Genetic clues to bee conservation
Primary Article: Jaffé R. et al. (2019), Landscape genomics to the rescue of a tropical bee threatened by habitat loss and climate change. Evolutionary Applications, 12: 1164-1177. https://doi.org/10.1111/eva.12794.
Featured Image: The study species, Melipona subnitida. Source: Wikipedia
Brazilian bees and a blueberry breakfast
This morning, I microwaved a bowl of oatmeal and topped it with a handful of blueberries, a spoonful of flax seed, and a dollop of honey. Without the toppings, my breakfast would have been a bland bowl of mush. Who should I thank for providing my breakfast’s extra protein and fiber, sweet flavor, and juicy berries, transforming it into a delicious, well-rounded meal? Bees!
Bees produce honey and are key pollinators for a variety of plants, including food crops like berries and flax. Pollinators, including bees, are responsible for 35% of the world’s crops- that’s about one in three bites that you take. Throughout history until today, many families around the world have earned at least part of their income through either farming or beekeeping.
Bees are threatened around the world by habitat degradation and climate change. Deforestation breaks up the bees’ habitat, which gives populations fewer choices for mates. This can reduce genetic diversity.
Climate change affects the availability of the plants that bees need for habitat and food. As changes in the environment cause plants to move or perish, bee populations will likely follow similar patterns.
Jaffe and colleagues (2019) used genomic tools to study how climate change and habitat loss are affecting the tropical bee Melipona subnitida. This species is native to northeastern Brazil and is very important to the region. It is a source of income for rural beekeeping families, and a key pollinator of local crops which feed people in the region.
The bee inhabits a range of climates, altitudes, and latitudes within the region of northeast Brazil. Because the species lives in so many different places, we would expect it to adapt to each set of environmental conditions, and therefore have high levels of genetic diversity.
As the climate changes, we expect that the bees will migrate to higher elevations. However, their migration may be limited. Stingless bee queens do not have wings, so they don’t travel far from their original colonies when they establish new ones. Additionally, deforestation and development have reduced available habitat and migration pathways.
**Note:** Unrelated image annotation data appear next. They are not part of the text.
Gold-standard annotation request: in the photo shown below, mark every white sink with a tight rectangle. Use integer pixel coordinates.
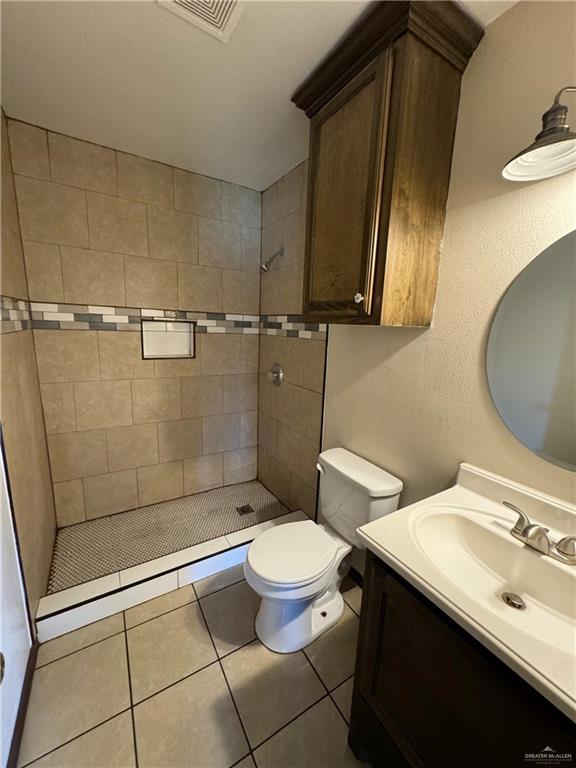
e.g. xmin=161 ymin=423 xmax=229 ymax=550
xmin=358 ymin=465 xmax=576 ymax=721
xmin=408 ymin=504 xmax=576 ymax=653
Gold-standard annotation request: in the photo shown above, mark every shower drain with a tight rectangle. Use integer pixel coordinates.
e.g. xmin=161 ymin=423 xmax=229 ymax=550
xmin=502 ymin=592 xmax=526 ymax=611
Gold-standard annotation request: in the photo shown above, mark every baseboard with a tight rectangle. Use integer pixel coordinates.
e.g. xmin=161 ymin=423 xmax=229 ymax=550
xmin=6 ymin=640 xmax=40 ymax=768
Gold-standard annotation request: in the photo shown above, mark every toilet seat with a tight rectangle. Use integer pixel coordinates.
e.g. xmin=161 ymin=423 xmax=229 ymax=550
xmin=247 ymin=520 xmax=340 ymax=587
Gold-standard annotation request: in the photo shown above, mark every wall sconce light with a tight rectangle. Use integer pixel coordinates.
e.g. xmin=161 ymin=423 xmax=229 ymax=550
xmin=502 ymin=86 xmax=576 ymax=181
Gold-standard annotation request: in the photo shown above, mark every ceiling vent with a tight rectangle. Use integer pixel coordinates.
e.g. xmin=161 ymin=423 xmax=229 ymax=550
xmin=158 ymin=0 xmax=244 ymax=43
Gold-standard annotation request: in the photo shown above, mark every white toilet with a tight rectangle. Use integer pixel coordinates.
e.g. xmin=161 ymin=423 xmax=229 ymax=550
xmin=244 ymin=448 xmax=402 ymax=653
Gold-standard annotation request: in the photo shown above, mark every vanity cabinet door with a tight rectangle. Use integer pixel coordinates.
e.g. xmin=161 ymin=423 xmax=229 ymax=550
xmin=350 ymin=556 xmax=576 ymax=768
xmin=304 ymin=52 xmax=392 ymax=322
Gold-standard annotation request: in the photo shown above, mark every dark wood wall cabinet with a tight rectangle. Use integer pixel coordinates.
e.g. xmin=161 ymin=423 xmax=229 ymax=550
xmin=349 ymin=553 xmax=576 ymax=768
xmin=292 ymin=1 xmax=483 ymax=326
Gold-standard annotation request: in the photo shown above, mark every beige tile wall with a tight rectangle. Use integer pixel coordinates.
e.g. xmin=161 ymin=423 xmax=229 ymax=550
xmin=260 ymin=161 xmax=308 ymax=315
xmin=258 ymin=336 xmax=326 ymax=517
xmin=0 ymin=115 xmax=56 ymax=615
xmin=9 ymin=121 xmax=261 ymax=526
xmin=8 ymin=120 xmax=261 ymax=314
xmin=34 ymin=330 xmax=258 ymax=526
xmin=258 ymin=162 xmax=326 ymax=517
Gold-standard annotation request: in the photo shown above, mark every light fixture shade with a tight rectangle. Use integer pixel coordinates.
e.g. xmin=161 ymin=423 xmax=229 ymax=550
xmin=502 ymin=131 xmax=576 ymax=181
xmin=502 ymin=86 xmax=576 ymax=181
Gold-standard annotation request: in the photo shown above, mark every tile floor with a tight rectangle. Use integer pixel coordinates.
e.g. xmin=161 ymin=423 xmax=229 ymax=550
xmin=18 ymin=566 xmax=362 ymax=768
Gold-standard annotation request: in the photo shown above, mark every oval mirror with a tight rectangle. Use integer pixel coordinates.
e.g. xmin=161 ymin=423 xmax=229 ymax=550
xmin=487 ymin=232 xmax=576 ymax=471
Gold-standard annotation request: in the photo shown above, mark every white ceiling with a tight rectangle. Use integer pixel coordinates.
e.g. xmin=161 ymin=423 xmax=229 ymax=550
xmin=2 ymin=0 xmax=512 ymax=190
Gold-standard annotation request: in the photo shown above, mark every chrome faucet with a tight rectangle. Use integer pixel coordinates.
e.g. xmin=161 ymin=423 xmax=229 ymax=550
xmin=502 ymin=501 xmax=576 ymax=565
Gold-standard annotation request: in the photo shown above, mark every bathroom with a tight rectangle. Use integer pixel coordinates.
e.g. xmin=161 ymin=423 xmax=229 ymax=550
xmin=0 ymin=0 xmax=576 ymax=768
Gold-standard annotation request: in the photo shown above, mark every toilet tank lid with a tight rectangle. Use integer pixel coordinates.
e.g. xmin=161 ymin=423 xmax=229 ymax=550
xmin=318 ymin=448 xmax=403 ymax=497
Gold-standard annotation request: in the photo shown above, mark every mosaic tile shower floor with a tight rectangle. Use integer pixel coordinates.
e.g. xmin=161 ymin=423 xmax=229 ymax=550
xmin=48 ymin=480 xmax=289 ymax=594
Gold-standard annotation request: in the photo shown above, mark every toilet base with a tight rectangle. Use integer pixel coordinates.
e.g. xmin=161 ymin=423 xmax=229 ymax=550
xmin=256 ymin=579 xmax=344 ymax=653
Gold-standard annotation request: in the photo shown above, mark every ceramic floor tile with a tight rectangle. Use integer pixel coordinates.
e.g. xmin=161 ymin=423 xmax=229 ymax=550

Because of these challenges, and because the bees have social and economic importance, humans may help them migrate. In order to do this effectively, we need more information about the distribution of genetic diversity and adaptation. The study aimed to identify barriers to mating between populations and to piece together the distribution of adaptive traits through geographical space.
Researchers asked two main questions:
- Are genetic diversity and gene flow affected by the availability of forests that have not been cut or turned into farmland?
- Where has genetic adaptation to local environments occurred?
Beekeepers and scientists worked together to collect samples. Scientists collected bees that were distributed throughout the entire region in varying environments from beekeepers who could verify the origin of their bees. They extracted DNA to look for evidence of adaptation to different environments.
The researchers expected that areas with more natural habitat would contain greater genetic diversity. They also expected that landscape features, such as rough terrain, waterways, or developed areas, would lead to isolation of populations. Finally, they expected to find evidence of adaptation to temperature, precipitation, and forest cover in varying locations.
Forests provide pathways, temperature variation builds walls
The researchers identified four genetically distinct groups, supporting their prediction that the species would contain high genetic diversity from local adaptation.
They were surprised to find that the amount of available undeveloped forest did not influence genetic diversity. However, this may be because it is too early to detect effects, so we should continue genetic monitoring and studies in the future.
Temperature fluctuations were the largest obstacle to bee dispersal, compared to other environmental factors. Previous studies showed that temperature affected bee bodily structure and functions, but this is the first to show that temperature affects the ability of the bees to migrate and establish new colonies.
Lack of forest cover also posed a significant dispersal obstacle. Higher amounts of mating between populations were correlated with low annual temperature variation, more forest cover, lower elevations, and flatter terrain.
Even though the bees typically don’t travel far to establish new colonies, researchers were surprised to find genetically related colonies over distances up to 300 km.
DNA analyses showed that bees have adapted in response to varying local environmental conditions such as temperature, precipitation, and forest cover. This study was the first to show that stingless bees are genetically distinct in highland vs lowland environments.
Scientists have predicted that as climate change progresses, highlands will become more similar to current lowland areas. When this occurs, lowland bee populations will likely move to the highlands. However, highland bee populations won’t have anywhere to go. Because these genetically unique highland populations are at risk, we should prioritize their protection.
The connectivity between highlands and lowlands should also be protected so that migration can occur. This can be done by preserving or restoring forests in the foothills and on mountains.
Finally, if humans assist in bee migration by establishing new colonies, we should ensure that the colonies we establish are within 300 km of natural populations in order to maintain connectivity.
The ecological and evolutionary discoveries made through this study can help us to more effectively face environmental challenges and better sustain family livelihoods, tasty honey, and food crops.